In S104 provided by the embodiment of the present invention, the asynchronous reinforcement learning algorithm optimizes the asymmetric polarization conversion device structure, specifically:

the structure of the asymmetric light polarization conversion device is subjected to self-adaptive optimization design by adopting an asynchronous reinforcement learning algorithm, the asynchronous reinforcement learning algorithm takes a transmissivity prediction network as a proxy function, the structure of the asymmetric light polarization conversion device as an independent variable, and the transmissivity T is obtained_yy,T_yxThe average value of the light polarization conversion device is used as a target value to be optimized, the structure of the asymmetric light polarization conversion device is continuously adjusted through the maximum optimization target value, and an optimal adjustment strategy is continuously explored in an iteration process. And until the asynchronous reinforcement learning algorithm converges, the structure of the asymmetric light polarization conversion device is optimal.

The asynchronous reinforcement learning algorithm specifically comprises the following steps:

initializing the maximum iteration number and boundary conditions, and adding a limiting condition. The structure of the asymmetric optical polarization device is randomly initialized. At initialization, it is necessary to ensure that the configuration parameters are within a preset range.

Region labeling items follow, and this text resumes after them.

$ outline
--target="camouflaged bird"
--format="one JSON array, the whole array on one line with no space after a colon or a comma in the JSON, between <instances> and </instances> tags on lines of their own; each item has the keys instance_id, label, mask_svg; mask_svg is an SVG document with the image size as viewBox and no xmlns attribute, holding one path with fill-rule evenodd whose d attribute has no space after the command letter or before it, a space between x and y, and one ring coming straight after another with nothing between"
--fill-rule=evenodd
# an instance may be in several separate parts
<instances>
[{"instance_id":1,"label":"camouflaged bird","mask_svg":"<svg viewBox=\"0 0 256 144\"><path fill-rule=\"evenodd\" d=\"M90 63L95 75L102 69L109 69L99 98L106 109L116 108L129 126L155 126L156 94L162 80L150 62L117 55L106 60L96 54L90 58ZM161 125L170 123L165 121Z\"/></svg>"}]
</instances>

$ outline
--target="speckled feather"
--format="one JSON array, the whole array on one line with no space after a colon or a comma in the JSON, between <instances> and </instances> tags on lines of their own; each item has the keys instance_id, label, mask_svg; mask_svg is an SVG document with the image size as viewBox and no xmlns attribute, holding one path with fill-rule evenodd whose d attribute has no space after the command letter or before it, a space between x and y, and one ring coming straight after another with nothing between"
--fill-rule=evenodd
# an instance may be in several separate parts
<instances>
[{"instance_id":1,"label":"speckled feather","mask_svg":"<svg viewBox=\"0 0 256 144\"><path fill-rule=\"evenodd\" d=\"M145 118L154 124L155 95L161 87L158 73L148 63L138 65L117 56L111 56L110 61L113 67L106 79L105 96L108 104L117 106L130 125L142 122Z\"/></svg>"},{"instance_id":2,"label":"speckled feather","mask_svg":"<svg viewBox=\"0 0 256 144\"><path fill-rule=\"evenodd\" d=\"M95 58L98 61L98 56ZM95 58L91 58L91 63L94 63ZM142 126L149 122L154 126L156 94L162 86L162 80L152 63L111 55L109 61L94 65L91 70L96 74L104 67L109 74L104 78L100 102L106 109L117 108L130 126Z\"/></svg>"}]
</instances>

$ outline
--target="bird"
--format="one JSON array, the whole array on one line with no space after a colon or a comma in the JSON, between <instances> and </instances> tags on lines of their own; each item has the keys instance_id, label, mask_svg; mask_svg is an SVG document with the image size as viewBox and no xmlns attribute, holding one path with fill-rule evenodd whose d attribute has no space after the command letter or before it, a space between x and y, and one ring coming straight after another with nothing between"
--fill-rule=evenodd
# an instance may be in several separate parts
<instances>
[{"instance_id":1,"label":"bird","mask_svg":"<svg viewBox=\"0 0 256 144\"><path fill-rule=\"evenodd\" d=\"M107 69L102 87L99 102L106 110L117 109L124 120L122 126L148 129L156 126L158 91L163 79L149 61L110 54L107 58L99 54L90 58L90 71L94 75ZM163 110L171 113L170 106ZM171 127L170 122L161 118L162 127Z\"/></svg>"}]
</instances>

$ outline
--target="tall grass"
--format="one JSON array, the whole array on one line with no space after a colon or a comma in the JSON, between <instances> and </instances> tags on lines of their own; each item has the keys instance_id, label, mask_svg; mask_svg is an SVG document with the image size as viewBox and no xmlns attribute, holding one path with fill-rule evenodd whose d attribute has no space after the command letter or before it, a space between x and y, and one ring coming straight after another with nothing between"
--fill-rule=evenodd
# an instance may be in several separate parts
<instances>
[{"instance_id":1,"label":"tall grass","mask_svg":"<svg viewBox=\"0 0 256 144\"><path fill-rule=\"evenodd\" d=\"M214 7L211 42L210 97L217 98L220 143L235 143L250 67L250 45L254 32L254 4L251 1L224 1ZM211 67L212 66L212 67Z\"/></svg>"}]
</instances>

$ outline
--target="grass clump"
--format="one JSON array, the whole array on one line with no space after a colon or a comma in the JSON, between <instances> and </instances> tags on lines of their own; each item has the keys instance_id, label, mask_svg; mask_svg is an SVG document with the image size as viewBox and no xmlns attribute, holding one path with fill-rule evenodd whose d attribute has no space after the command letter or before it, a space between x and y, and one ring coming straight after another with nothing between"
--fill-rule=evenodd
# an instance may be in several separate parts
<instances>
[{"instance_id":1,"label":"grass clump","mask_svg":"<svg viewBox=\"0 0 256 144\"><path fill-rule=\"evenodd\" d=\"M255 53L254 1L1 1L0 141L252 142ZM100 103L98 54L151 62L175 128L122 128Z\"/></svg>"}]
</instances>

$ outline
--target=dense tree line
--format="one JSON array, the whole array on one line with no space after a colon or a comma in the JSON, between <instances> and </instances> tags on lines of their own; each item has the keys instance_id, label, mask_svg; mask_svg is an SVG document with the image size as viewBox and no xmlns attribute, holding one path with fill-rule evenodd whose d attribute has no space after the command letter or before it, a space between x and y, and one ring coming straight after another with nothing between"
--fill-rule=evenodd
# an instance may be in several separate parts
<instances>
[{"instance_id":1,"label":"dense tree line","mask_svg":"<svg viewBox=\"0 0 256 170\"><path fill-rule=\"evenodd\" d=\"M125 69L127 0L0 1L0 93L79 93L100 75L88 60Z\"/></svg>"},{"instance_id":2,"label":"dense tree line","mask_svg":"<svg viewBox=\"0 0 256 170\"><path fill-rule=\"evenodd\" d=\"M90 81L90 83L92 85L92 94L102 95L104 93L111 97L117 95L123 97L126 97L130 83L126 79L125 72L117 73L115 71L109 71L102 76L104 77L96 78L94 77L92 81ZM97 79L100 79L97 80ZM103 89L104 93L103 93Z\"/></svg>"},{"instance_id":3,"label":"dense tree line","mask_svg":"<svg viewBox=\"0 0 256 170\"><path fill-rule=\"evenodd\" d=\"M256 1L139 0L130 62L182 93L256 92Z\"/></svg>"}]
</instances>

And further calculating a return value in the asynchronous reinforcement learning algorithm, wherein the specific calculation method is that when the structural value of the asymmetric light polarization device exceeds the limit, the return value r is-0.5. When T is_yyAnd T_yxMaximum ofWhen the value is less than 0.3, r is exp (max (T)_yy)+max(T_yx) -1) -1, when T_yyAnd T_yxR is 0 when T is between 0.3 and 0.5_yyIs between 0.3 and 0.5 and T_yx0.5 or greater or Tyx maximum between 0.3 and 0.5 and Tyy is 0.5 or greater,

when T is_yyAnd T_yxR is exp (max (T) when the maximum value of (d) is greater than 0.5_yy)+max(T_yx) -1). At max (T)_yy) 0.15 and max (T)_yx) For example, r ═ exp (0.15+0.4-1) -1 ═ 0.36. Max (T) again_yy) 0.55 and max (T)_yx) For example, 0.67, r ═ exp (0.55+0.67-1) ═ 1.25, where the value of the reward obtained by the asynchronous reinforcement learning is larger, so that the algorithm is favorable to move to a better regulation strategy.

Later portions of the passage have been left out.